Cibler le problème génétique au coeur de la dystrophie myotonique
Sophie Lorenzo
29 novembre 2024
Le Québec a la distinction d’avoir une concentration particulièrement élevée de maladies rares. Selon le Ministère de la santé, près de 700 000 québécois seraient atteints ou porteurs d’une maladie rare, dont 80% sont génétiques.
Parmi ces maladies rares surreprésentées au pays, on trouve la dystrophie myotonique. Au Saguenay-Lac-St-Jean, 1 personne sur 500 est touchée comparativement à 1 sur 8 000 ailleurs dans le monde.
C’est pour cela que le travail entrepris au Neuro, tant en laboratoire qu’au niveau des essais cliniques, est si important. Bien que les avancées puissent bénéficier à des patients à travers le monde, ce sont les québécois et québécoises qui sont le plus durement touchés et qui en ont besoin le plus.
Trouble multigénérationnel
La dystrophie myotonique est une maladie génétique héréditaire qui peut toucher des personnes de tous âges, le plus souvent diagnostiquées au début de la vingtaine. Dystrophie musculaire Canada explique qu’elle est caractérisée principalement par une atrophie progressive et une faiblesse des muscles des bras, des jambes, de la déglutition et de la respiration, ainsi que par une myotonie – une difficulté à relâcher un muscle après avoir accompli un mouvement.
« C’est très variable d’une personne à l’autre, mais cela peut être gravement handicapant. Les patients peuvent rencontrer des difficultés à marcher et éventuellement à se nourrir ou à se laver. Ils peuvent avoir des troubles d’élocution, ce qui complique la communication. Ils ont de la difficulté à avaler, ce qui peut entraîner un étouffement, des infections pulmonaires ou une perte de poids », explique la Dre Erin O’Ferrall, neurologue s et l’une des cliniciennes-chercheuses pour les études neuromusculaires au Neuro (Institut-hôpital neurologique de Montréal).

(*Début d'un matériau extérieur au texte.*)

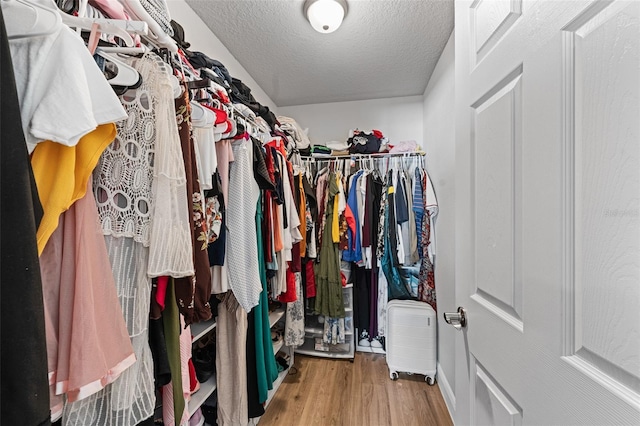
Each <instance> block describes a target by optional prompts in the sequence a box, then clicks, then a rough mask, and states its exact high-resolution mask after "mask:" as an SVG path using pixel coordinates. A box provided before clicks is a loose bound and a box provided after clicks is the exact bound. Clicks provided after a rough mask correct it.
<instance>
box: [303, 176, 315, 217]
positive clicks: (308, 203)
mask: <svg viewBox="0 0 640 426" xmlns="http://www.w3.org/2000/svg"><path fill="white" fill-rule="evenodd" d="M302 187H303V188H304V195H305V198H306V199H307V204H308V205H309V211H310V212H311V218H312V219H313V222H314V223H318V201H317V200H316V191H314V190H313V188H312V187H311V184H310V183H309V179H307V177H306V176H303V178H302Z"/></svg>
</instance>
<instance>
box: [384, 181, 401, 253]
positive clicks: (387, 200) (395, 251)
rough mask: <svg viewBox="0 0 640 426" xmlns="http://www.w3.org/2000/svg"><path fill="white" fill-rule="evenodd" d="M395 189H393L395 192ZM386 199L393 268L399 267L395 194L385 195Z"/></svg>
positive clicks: (390, 250) (395, 196) (395, 200)
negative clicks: (396, 248)
mask: <svg viewBox="0 0 640 426" xmlns="http://www.w3.org/2000/svg"><path fill="white" fill-rule="evenodd" d="M392 173H393V172H392V171H389V173H388V174H387V179H388V180H387V182H389V186H391V182H393V181H392V177H391V176H392ZM395 189H396V188H394V190H395ZM385 196H386V197H388V198H387V211H388V215H389V221H388V222H387V223H388V224H389V227H388V232H389V245H390V246H391V249H390V251H391V259H392V261H393V265H394V266H399V265H400V262H399V261H398V251H397V249H396V248H397V247H398V227H397V226H396V223H397V222H396V209H395V205H396V193H395V191H394V192H391V193H389V194H385Z"/></svg>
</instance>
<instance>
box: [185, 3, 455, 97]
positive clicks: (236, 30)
mask: <svg viewBox="0 0 640 426" xmlns="http://www.w3.org/2000/svg"><path fill="white" fill-rule="evenodd" d="M186 1H187V3H188V4H189V5H190V6H191V8H193V10H194V11H195V12H196V13H197V14H198V15H199V16H200V17H201V18H202V20H203V21H204V22H205V23H206V24H207V25H208V26H209V28H210V29H211V31H212V32H213V33H214V34H215V35H216V36H217V37H218V38H219V39H220V41H221V42H222V43H223V44H224V45H225V46H226V47H227V49H229V51H230V52H231V53H232V54H233V55H234V56H235V58H236V59H237V60H238V61H239V62H240V64H242V66H243V67H244V68H245V69H246V70H247V72H248V73H249V74H250V75H251V76H252V77H253V78H254V79H255V80H256V82H257V83H258V84H259V85H260V87H261V88H262V89H263V90H264V91H265V92H266V93H267V94H268V95H269V97H270V98H271V100H272V101H273V102H274V103H275V104H276V105H278V106H291V105H305V104H315V103H324V102H342V101H353V100H364V99H375V98H389V97H396V96H411V95H422V94H423V92H424V89H425V87H426V86H427V82H428V81H429V78H430V76H431V73H432V72H433V69H434V68H435V65H436V62H437V61H438V58H439V57H440V53H441V52H442V49H443V48H444V46H445V44H446V42H447V39H448V38H449V35H450V34H451V31H452V30H453V1H454V0H347V1H348V5H349V9H348V12H347V15H346V16H345V19H344V22H343V24H342V26H341V27H340V28H339V29H338V30H337V31H335V32H334V33H331V34H320V33H317V32H316V31H314V30H313V29H312V28H311V25H310V24H309V22H308V21H307V20H306V19H305V17H304V15H303V12H302V11H303V1H300V0H298V1H293V0H289V1H287V0H186ZM182 24H183V25H184V27H185V31H186V33H187V35H188V31H189V30H188V23H184V22H183V23H182Z"/></svg>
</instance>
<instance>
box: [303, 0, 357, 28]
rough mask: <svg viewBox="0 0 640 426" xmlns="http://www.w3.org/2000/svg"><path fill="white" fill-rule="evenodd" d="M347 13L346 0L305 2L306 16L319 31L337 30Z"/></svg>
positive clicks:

La dystrophie myotonique comprend également des effets multi-systémiques : elle peut affecter la glande thyroïde, provoquer la résistance à l’insuline et diabète , des arythmies cardiaques, des cataractes, des problèmes de fertilité, voire des déficiences intellectuelles.
Parce c’est une maladie dominante, chaque génération d’une famille sera touchée. Et à chaque génération, les symptômes peuvent être plus sévères que ceux de la génération précédente.

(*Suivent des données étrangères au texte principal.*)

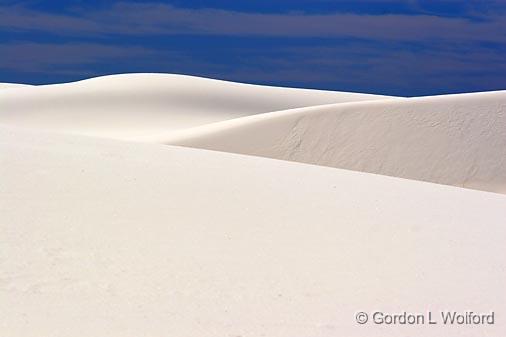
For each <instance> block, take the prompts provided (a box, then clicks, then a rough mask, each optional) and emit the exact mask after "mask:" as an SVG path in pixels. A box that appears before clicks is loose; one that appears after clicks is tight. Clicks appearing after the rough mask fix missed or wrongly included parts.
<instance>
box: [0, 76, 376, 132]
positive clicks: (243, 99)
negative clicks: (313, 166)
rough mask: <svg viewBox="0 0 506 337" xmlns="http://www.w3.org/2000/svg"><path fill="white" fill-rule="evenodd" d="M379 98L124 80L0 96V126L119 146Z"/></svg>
mask: <svg viewBox="0 0 506 337" xmlns="http://www.w3.org/2000/svg"><path fill="white" fill-rule="evenodd" d="M381 98H385V96H378V95H369V94H355V93H344V92H332V91H321V90H306V89H292V88H279V87H266V86H257V85H249V84H241V83H233V82H226V81H218V80H211V79H205V78H198V77H192V76H183V75H169V74H125V75H113V76H104V77H98V78H93V79H89V80H84V81H79V82H73V83H66V84H56V85H44V86H36V87H26V88H20V89H18V90H15V91H14V90H9V91H8V92H3V91H0V102H1V110H0V124H7V125H11V126H20V127H25V128H35V129H42V130H49V131H58V132H65V133H74V134H84V135H90V136H100V137H107V138H116V139H123V140H135V139H136V138H144V137H149V136H151V135H152V134H157V133H166V132H168V131H174V130H180V129H185V128H189V127H195V126H199V125H204V124H208V123H212V122H218V121H223V120H228V119H232V118H238V117H244V116H249V115H253V114H258V113H265V112H270V111H276V110H284V109H290V108H296V107H305V106H312V105H320V104H328V103H340V102H351V101H364V100H371V99H381Z"/></svg>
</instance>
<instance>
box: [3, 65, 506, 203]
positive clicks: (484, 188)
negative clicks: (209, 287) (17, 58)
mask: <svg viewBox="0 0 506 337" xmlns="http://www.w3.org/2000/svg"><path fill="white" fill-rule="evenodd" d="M0 102H2V109H1V110H0V124H4V125H9V126H16V127H23V128H32V129H37V130H45V131H55V132H63V133H71V134H83V135H90V136H99V137H105V138H116V139H122V140H130V141H141V142H157V143H164V144H175V145H183V146H191V147H198V148H205V149H212V150H219V151H225V152H235V153H242V154H249V155H256V156H264V157H270V158H277V159H284V160H290V161H298V162H304V163H311V164H316V165H325V166H332V167H337V168H345V169H350V170H356V171H364V172H370V173H378V174H384V175H390V176H395V177H402V178H408V179H415V180H422V181H430V182H436V183H441V184H447V185H454V186H461V187H467V188H472V189H479V190H485V191H493V192H499V193H506V113H505V111H506V92H504V91H499V92H488V93H475V94H462V95H444V96H435V97H421V98H409V99H407V98H396V97H385V96H376V95H367V94H353V93H343V92H329V91H317V90H304V89H289V88H276V87H265V86H255V85H247V84H239V83H232V82H225V81H217V80H210V79H203V78H197V77H191V76H182V75H167V74H126V75H115V76H105V77H100V78H94V79H90V80H85V81H80V82H75V83H68V84H57V85H48V86H36V87H26V88H19V89H12V90H2V91H0ZM327 103H333V104H330V105H324V104H327ZM293 108H296V109H293ZM287 109H288V110H287Z"/></svg>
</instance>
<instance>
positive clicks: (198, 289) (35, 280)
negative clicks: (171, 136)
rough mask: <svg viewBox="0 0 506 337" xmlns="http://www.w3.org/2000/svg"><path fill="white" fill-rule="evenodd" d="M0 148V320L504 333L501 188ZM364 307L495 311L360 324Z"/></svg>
mask: <svg viewBox="0 0 506 337" xmlns="http://www.w3.org/2000/svg"><path fill="white" fill-rule="evenodd" d="M421 124H422V125H423V121H421ZM0 153H1V155H0V177H1V180H0V181H1V182H0V226H1V227H0V228H1V243H0V245H1V249H0V298H1V300H0V330H1V331H2V335H4V336H12V337H32V336H33V337H40V336H54V337H59V336H61V337H81V336H82V337H84V336H95V337H105V336H111V337H118V336H122V337H130V336H131V337H138V336H181V337H184V336H191V337H193V336H289V337H293V336H348V337H353V336H423V337H428V336H448V337H451V336H458V337H463V336H477V335H479V336H497V337H499V336H501V337H502V336H504V332H505V331H506V325H505V320H504V317H505V316H506V292H504V284H505V283H506V261H505V259H504V247H505V245H506V226H505V222H504V220H505V210H506V196H504V195H500V194H494V193H487V192H481V191H473V190H467V189H461V188H455V187H450V186H443V185H436V184H430V183H423V182H416V181H410V180H405V179H398V178H391V177H386V176H380V175H372V174H366V173H359V172H352V171H345V170H340V169H334V168H326V167H318V166H311V165H304V164H300V163H291V162H284V161H277V160H271V159H266V158H259V157H251V156H240V155H234V154H227V153H219V152H212V151H204V150H200V149H189V148H179V147H173V146H164V145H158V144H141V143H128V142H120V141H113V140H100V139H94V138H86V137H80V136H69V135H56V134H55V135H52V134H49V133H40V134H39V133H32V132H28V131H20V130H16V129H11V128H0ZM419 164H420V165H424V164H425V163H423V162H421V163H419ZM359 310H363V311H367V312H371V311H374V310H384V311H390V312H400V311H403V310H407V311H411V312H425V311H426V310H433V311H434V312H438V311H439V310H461V311H465V310H472V311H475V312H480V311H484V312H488V311H490V310H493V311H495V314H496V323H495V325H493V326H478V327H469V326H453V327H448V326H446V327H445V326H441V325H437V326H434V325H433V326H427V325H425V326H373V325H370V324H368V325H365V326H359V325H357V324H356V323H355V322H354V314H355V312H356V311H359Z"/></svg>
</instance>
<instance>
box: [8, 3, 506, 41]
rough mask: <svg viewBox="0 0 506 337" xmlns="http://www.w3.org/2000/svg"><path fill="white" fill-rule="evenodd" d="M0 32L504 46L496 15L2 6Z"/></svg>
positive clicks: (173, 8)
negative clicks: (464, 14)
mask: <svg viewBox="0 0 506 337" xmlns="http://www.w3.org/2000/svg"><path fill="white" fill-rule="evenodd" d="M0 27H3V29H14V30H40V31H46V32H51V33H55V34H76V33H79V34H125V35H143V34H155V35H173V34H194V35H224V36H281V37H352V38H362V39H386V40H393V41H420V40H429V39H438V40H444V39H447V40H466V41H469V40H474V41H487V42H497V43H504V42H506V20H504V17H501V16H489V17H487V19H486V20H480V21H475V20H469V19H465V18H451V17H438V16H431V15H399V14H397V15H358V14H343V13H335V14H326V15H308V14H293V13H286V14H265V13H263V14H260V13H245V12H234V11H229V10H220V9H205V8H204V9H185V8H176V7H173V6H170V5H167V4H160V3H128V2H125V3H117V4H114V5H112V6H111V7H109V8H107V9H101V10H94V11H89V10H88V11H76V12H72V13H68V14H65V15H63V14H51V13H42V12H36V11H33V10H30V9H27V8H23V7H20V6H8V7H7V6H4V7H2V8H0Z"/></svg>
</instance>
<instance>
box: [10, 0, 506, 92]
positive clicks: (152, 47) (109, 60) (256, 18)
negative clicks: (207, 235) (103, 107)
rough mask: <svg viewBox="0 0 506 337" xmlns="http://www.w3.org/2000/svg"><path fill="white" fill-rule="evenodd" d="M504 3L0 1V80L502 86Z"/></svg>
mask: <svg viewBox="0 0 506 337" xmlns="http://www.w3.org/2000/svg"><path fill="white" fill-rule="evenodd" d="M505 61H506V1H502V0H497V1H494V0H490V1H473V0H468V1H461V0H447V1H421V0H420V1H416V0H408V1H395V0H392V1H383V0H354V1H328V0H311V1H309V0H283V1H275V0H270V1H267V0H251V1H238V0H218V1H195V0H193V1H192V0H190V1H188V0H184V1H183V0H177V1H128V0H127V1H111V0H109V1H101V0H91V1H90V0H88V1H79V0H68V1H36V0H32V1H10V0H0V82H21V83H33V84H45V83H57V82H67V81H73V80H79V79H84V78H88V77H94V76H100V75H106V74H114V73H125V72H167V73H181V74H189V75H197V76H204V77H212V78H219V79H226V80H232V81H239V82H248V83H258V84H271V85H283V86H295V87H308V88H319V89H331V90H344V91H357V92H370V93H382V94H391V95H402V96H417V95H434V94H445V93H458V92H469V91H485V90H499V89H506V62H505Z"/></svg>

Un traitement ciblé potentiel
Comme tant d’autres maladies rares, les thérapies disponibles visent à atténuer les symptômes de la maladie. Mais des études en cours à l’Unité de recherche clinique du Neuro (URC) testent des traitements avec le potentiel de changer le cours de la maladie.
« C’est très excitant. Jusqu’à récemment, nous n’avons rien qui puisse améliorer votre déglutition, ou soulager vos difficultés respiratoires ou vos arythmies cardiaques. Nous ne pouvions pas réparer ces choses. C’est la première fois que nous pourrions disposer d’un traitement qui cible spécifiquement le problème génétique au cœur de la dystrophie myotonique de type 1, » continue la Dre O’Ferrall.

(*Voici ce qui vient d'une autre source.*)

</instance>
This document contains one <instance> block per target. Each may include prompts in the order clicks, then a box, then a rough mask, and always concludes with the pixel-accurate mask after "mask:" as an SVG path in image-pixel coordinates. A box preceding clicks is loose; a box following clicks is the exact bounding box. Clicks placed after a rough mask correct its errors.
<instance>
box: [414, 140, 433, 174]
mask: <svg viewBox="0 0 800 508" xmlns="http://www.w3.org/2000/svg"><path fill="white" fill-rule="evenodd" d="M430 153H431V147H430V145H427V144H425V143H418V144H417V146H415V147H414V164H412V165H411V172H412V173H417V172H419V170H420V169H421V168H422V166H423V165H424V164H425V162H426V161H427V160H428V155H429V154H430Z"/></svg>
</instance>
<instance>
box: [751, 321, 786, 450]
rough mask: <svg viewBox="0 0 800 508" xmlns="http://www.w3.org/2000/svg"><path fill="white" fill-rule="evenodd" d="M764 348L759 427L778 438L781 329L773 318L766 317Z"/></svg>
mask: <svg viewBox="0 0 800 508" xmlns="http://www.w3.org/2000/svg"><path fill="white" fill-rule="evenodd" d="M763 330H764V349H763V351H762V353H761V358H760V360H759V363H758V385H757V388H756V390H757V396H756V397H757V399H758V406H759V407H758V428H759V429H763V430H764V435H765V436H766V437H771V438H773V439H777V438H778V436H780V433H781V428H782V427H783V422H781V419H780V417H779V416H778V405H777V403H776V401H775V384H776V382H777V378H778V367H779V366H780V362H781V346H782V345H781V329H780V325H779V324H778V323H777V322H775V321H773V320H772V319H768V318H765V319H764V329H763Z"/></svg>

Dans la dystrophie myotonique de type 1 (DM1), il y a une accumulation d’ARN messager dans les cellules qui est trop importante et que le corps ne réussit pas à éliminer efficacement, ce qui embourbe le système et cause ces symptômes progressifs.
Supprimer l’ARN défectueux
« Cette nouvelle molécule a été développée spécifiquement pour la DM1. C’est un traitement d’interférence par ARN, conjugué avec un anticorps pour l’aider à pénétrer dans les cellules. Ainsi, le traitement peut se rendre dans les muscles, où il interrompt les effets dommageables des gènes défectueux. Il agit aussi pour supprimer l’accumulation existante d’ARN défectueux, » explique la Dre O’Ferrall.
S’il est approuvé, ce serait la première fois que nous avons un traitement qui pourrait améliorer les symptômes de la maladie, plutôt que de seulement traiter les symptômes sans affecter la progression de la maladie. Bien qu’il soit encore à l’étude, les essais cliniques précédents ont été très prometteurs.
« De nombreux patients se sont déconnectés de leur spécialiste parce que nous n’avions rien à leur proposer. J’encourage les individus atteints de DM1 à reprendre contact avec leur neurologue parce que plusieurs nouvelles thérapies sont à l’horizon, » conclut-elle.